The function-call operator—operator ()() const—is now a template member function, which attempts to convert whatever type is applied to it via the c_str_ptr() shim to C const*, which is then passed to the static implementation method is_large_(). Now we can use the functor with any type for which a suitable c_str_ptr() definition exists and is visible, hence:



readdir_sequence  rs("/usr/include/");


n = std::count_if(rs.begin(), rs.end(), is_large<char>());

I call this mechanism Type Tunneling.

Definition: Type Tunneling is a mechanism whereby two logically related but physically unrelated types can be made to interoperate via the use of Access Shims. The shim allows an external type to be tunneled through an interface and presented to the internal type in a recognized and compatible form.
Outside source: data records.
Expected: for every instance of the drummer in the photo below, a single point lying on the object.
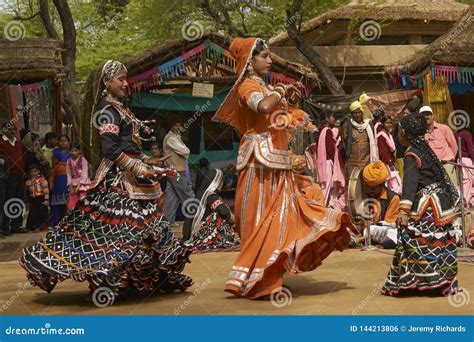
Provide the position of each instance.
(383, 229)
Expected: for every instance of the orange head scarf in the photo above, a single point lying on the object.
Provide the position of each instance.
(241, 49)
(375, 173)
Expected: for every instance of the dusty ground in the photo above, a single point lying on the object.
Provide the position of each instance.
(345, 284)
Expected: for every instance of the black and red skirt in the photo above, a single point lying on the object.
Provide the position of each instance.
(111, 241)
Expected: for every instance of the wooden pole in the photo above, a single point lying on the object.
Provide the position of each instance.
(461, 191)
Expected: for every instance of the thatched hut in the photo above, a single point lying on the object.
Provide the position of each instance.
(188, 80)
(29, 93)
(444, 69)
(359, 40)
(455, 48)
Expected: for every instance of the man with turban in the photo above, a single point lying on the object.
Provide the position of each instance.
(382, 205)
(358, 138)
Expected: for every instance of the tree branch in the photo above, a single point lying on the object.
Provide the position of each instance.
(18, 17)
(307, 50)
(46, 19)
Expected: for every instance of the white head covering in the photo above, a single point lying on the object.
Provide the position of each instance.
(425, 109)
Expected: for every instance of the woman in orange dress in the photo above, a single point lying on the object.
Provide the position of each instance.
(282, 229)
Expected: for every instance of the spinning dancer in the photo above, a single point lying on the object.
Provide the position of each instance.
(281, 229)
(115, 237)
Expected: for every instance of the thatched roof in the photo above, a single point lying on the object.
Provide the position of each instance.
(456, 47)
(177, 47)
(156, 56)
(430, 10)
(29, 59)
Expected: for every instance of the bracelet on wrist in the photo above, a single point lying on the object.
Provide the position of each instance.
(277, 94)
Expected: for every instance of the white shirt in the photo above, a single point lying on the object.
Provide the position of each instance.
(175, 143)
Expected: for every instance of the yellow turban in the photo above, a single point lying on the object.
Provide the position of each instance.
(375, 173)
(355, 105)
(364, 98)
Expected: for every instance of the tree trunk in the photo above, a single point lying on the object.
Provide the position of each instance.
(69, 100)
(307, 50)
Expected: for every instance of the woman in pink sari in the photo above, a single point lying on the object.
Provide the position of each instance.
(77, 176)
(330, 171)
(387, 149)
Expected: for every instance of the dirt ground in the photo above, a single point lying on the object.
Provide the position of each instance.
(347, 283)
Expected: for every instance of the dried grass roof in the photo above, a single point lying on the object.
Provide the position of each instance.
(431, 10)
(456, 47)
(28, 59)
(177, 47)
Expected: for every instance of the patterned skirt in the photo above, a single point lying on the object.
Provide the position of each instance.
(111, 241)
(425, 259)
(215, 235)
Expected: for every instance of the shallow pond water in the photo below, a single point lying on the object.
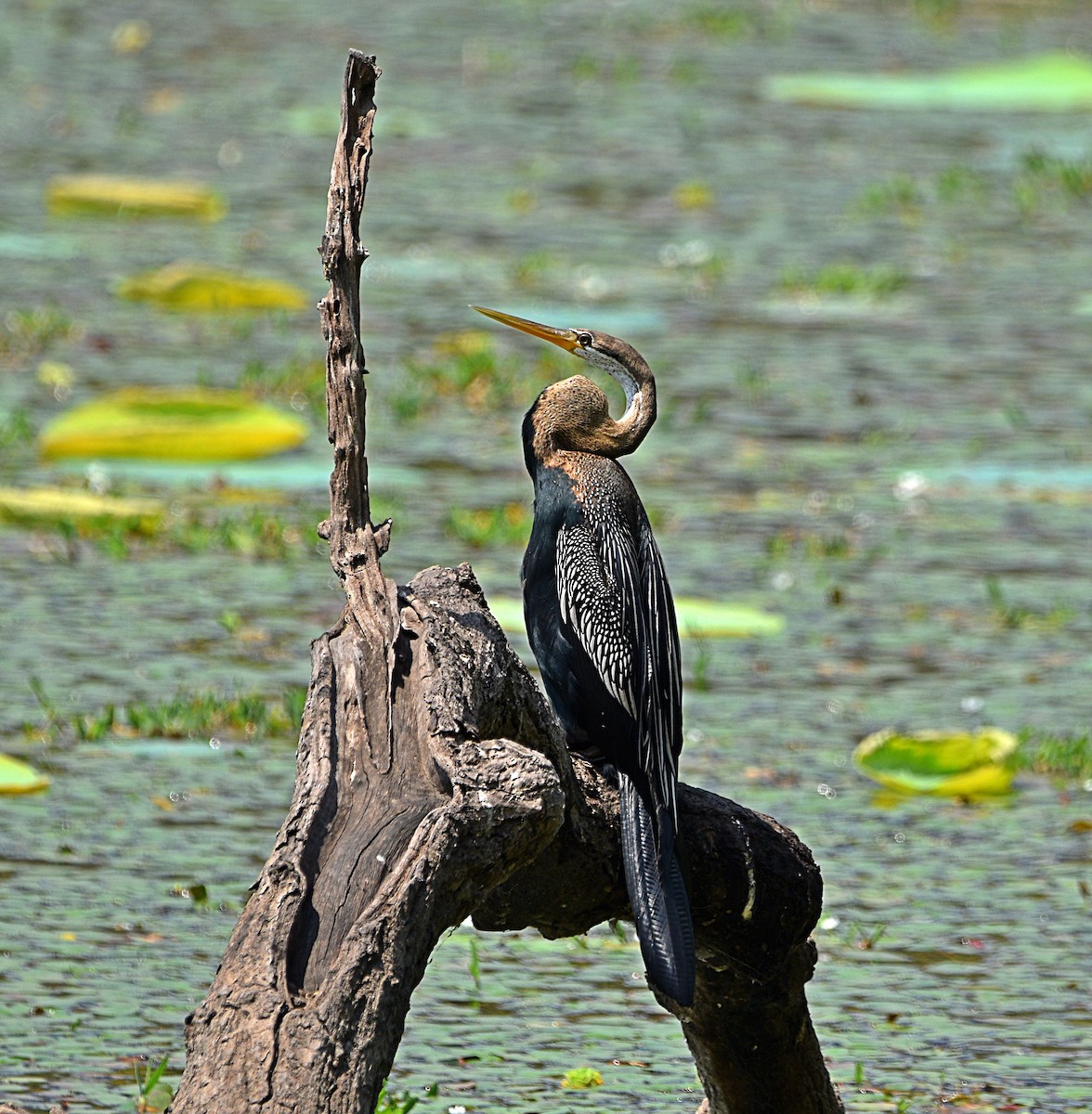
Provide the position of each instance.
(905, 476)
I've used this mechanism to great effect throughout my work over the last few years. As well as facilitating the decoupled interoperation of a large spectrum of physically unrelated types via C-string forms, there is also the generalized manipulation of handles, pointers, and even synchronization objects. Type tunneling (and shims in general) goes to town on the principal of making the compiler one's batman. We saw another example of type tunneling in section 21.2, whereby virtually any COM-compatible type can be tunneled into the logging API through the combination of generic template constructors and InitialiseVariant() overloads, which combine to act as an access shim.

34.3.6 A Step too Far, Followed by a Sure Step Beyond

You may be wondering whether we can take this one further step, and remove the need to stipulate the character type. The answer is that we can, and with ease, as shown in Listing 34.6.

Listing 34.6.



struct is_large


  : public std::unary_function<. . ., bool>


{


  template <typename S>


  bool operator ()(S const &file) const


  {


    return is_large_(c_str_ptr(file));


  }


private:


  static bool is_large_(char const *file);


  static bool is_large_(wchar_t const *file);


};

It is now simpler to use, as in:



n = std::count_if(rs.begin(), rs.end(), is_large());


n = std::count_if(gs.begin(), gs.end(), is_large());


n = std::count_if(gsw.begin(), gsw.end(), is_large());

However, there's a good reasons why we don't do this. This functor is a predicate—a functor whose function-call operator returns a Boolean result reflecting some aspect of its argument(s). One important aspect of predicates is that they may be combined with adaptors [Muss2001], as in the following statement that counts the number of small files:



n = std::count_if( gs.begin(), gs.end()


                 , std::not1(is_large<char>()));

In order for adaptors to work with predicates, they must be able to elicit the member types argument_type and result_type from the predicate class. This is normally done by deriving from std::unary_operator. Now we can see why the final refinement shown in Listing 34.6 cannot be done. There's no way to specify the argument type, other than to define the predicate class as a template with a single template parameter to define the predicate. But this would have to be provided in every use as there's no sensible default, which would be onerous to use and confusing to read.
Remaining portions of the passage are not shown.